Pharaoh
#1
Pharaoh - Be Gone (2008)

[Obrazek: R-2563397-1290623918.jpeg.jpg]

Tracklista:
1. Speak To Me 04:42
2. Dark New Life 05:10
3. No Remains 04:40
4. Red Honor 05:24
5. Buried At Sea 07:03
6. Rats And Rope 04:39
7. Cover Your Eyes And Pray 05:08
8. Telepath 04:37
9. Be Gone 05:37

Rok wydania: 2008
Gatunek: Heavy/Power Metal
Kraj: USA

Skład zespołu:
Tim Aymar - śpiew
Matt Johnsen - gitara
Chris Kerns - bas
Chris Black - perkusja

PHARAOH to jeden z najciekawszych zespołów, jakie w amerykańskim heavy power metalu pojawiły się w minionym dziesięcioleciu.
Wspaniały głos Aymara, potężne, wgniatające w ziemię brzmienie, świetne sola i monolityczny charakter kompozycji, zbudowanych na interesujących melodiach.
No właśnie... Mimo, iż poprzednia płyta była udana, to tych melodii jednak aż tak bardzo atrakcyjnych za wiele nie było, a monolityczność trochę zaczęła męczyć gdzieś w połowie albumu.
Trzecia płyta, wydana w kwietniu przez Cruz del Sur Music jest bardziej zróżnicowana, co więcej, nastąpiło pewne odejście o typowo amerykańskiej filozofii miażdżenia siłą i mocą na rzecz utworów bardziej urozmaiconych, także w samym ich obrębie. Gdzieś zaczął się pojawiać element power metalu skandynawskiego, tego oczywiście bardziej spod znaku późnego TAD MOROSE, STEEL ATTACK czy HOLLOW niż melodic power.
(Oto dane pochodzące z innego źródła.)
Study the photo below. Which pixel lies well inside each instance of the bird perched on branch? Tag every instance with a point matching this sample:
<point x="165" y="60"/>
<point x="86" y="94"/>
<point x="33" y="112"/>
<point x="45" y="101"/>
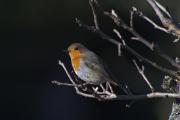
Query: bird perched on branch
<point x="89" y="68"/>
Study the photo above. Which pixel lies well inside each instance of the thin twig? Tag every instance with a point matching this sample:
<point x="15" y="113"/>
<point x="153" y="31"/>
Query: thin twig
<point x="141" y="72"/>
<point x="119" y="22"/>
<point x="167" y="22"/>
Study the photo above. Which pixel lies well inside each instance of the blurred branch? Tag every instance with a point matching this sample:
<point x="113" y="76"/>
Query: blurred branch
<point x="167" y="22"/>
<point x="107" y="95"/>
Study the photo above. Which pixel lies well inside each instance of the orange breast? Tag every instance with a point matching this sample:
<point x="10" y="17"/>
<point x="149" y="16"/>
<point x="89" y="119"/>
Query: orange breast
<point x="75" y="59"/>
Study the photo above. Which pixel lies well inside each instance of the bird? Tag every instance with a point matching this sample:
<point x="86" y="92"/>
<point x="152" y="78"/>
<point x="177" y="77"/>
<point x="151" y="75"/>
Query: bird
<point x="89" y="67"/>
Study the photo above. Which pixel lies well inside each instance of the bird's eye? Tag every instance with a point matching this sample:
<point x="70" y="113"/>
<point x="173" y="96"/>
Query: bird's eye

Album ma znakomity klimat, dużo tu niepokoju wyrażanego w wokalu Aymara, dużo łagodnych, choć mocno zagranych fragmentów i specyficzne pozostawienie pewnych wolnych przestrzeni, co rozluźnia nadmierną poprzednio zwartość kompozycji. Już na samym początku to słychać w znakomitym "Speak To Me" w melodii, utworze niemal rockowym, ale podanym z typową dla PHARAOH mocą. "Dark New Life" jest już jednak utworem bardziej klasycznym dla rycerskiego heavy power, jaki prezentują grupy z USA, ale porywa po prostu tą wynikającą z najlepszych epickich wzorców melodią. Tu też godne odnotowania jest odegranie partii solowych przez zaproszonych obu gitarzystów z RIOT, Mike Flyntza i Marka Reale.
Gdy grają epicko i rycersko, są na tym albumie wspaniali w wyczuciu konwencji, o czym świadczy też "Red Honor", gdzie ten wojenny klimat jest po prostu namacalny, prawdziwy i poruszający, szczególnie przy okazji refrenu. Jak zawsze sola Johnsena to chwile, na które się czeka z niecierpliwością. Tym razem pełen emocji, finezyjne i oddające charakter poszczególnych utworów i to prawdziwa ozdoba tej płyty. Klimat budują umiejętnie, jak w "Cover Your Eyes An d Pray", z pozoru utworze łagodnym, ale siła tu drzemiąca co chwila jest wyrażana głosem Aymara. On doprawdy jest znakomity na tej płycie. Zresztą wszyscy grają wybornie i sekcja rytmiczna jest jedną z nielicznych, która w US heavy power nie zajmuje się tylko nawalaniem byle głośniej i szybciej. Tu i bas i perkusja mają swoje miejsce wśród głosu i gitary. To bardzo dobrze słychać z kapitalnym "Telepath", kompozycji złożonej fantastycznie, gdzie każdy szczegół ma swoje znaczenie, a Aymar jest najlepszy na tej płycie. Bardzo dobrze wypada tu także "Rots And Rope" jako numer bardziej tradycyjny dla US heavy/power, zwarty i nastawiony na atakowanie gitarowymi dynamicznymi i agresywnymi riffami, jednak wciąż z położeniem głównego akcentu na melodie. Gdy ta melodia jest mniej nośna, jak w "Be Gone" czy "No Remains", zespół popada w koleinę głównego nurtu nieco nudnawego amerykańskiego grania i wraca wrażenie z płyty poprzedniej. Coś też jednak nie zostało dograne do końca w najdłuższym "Buried At Sea", który jest dobrą kompozycją o epickim wymiarze, ale jednak bez błysku i takiego fragmentu, który by tu stanowił jakieś zwieńczenie czy punkt centralny. Także ten rodzaj śpiewu zupełnie czystego, jaki tu prezentuje Aymar, nie jest do końca jego domeną.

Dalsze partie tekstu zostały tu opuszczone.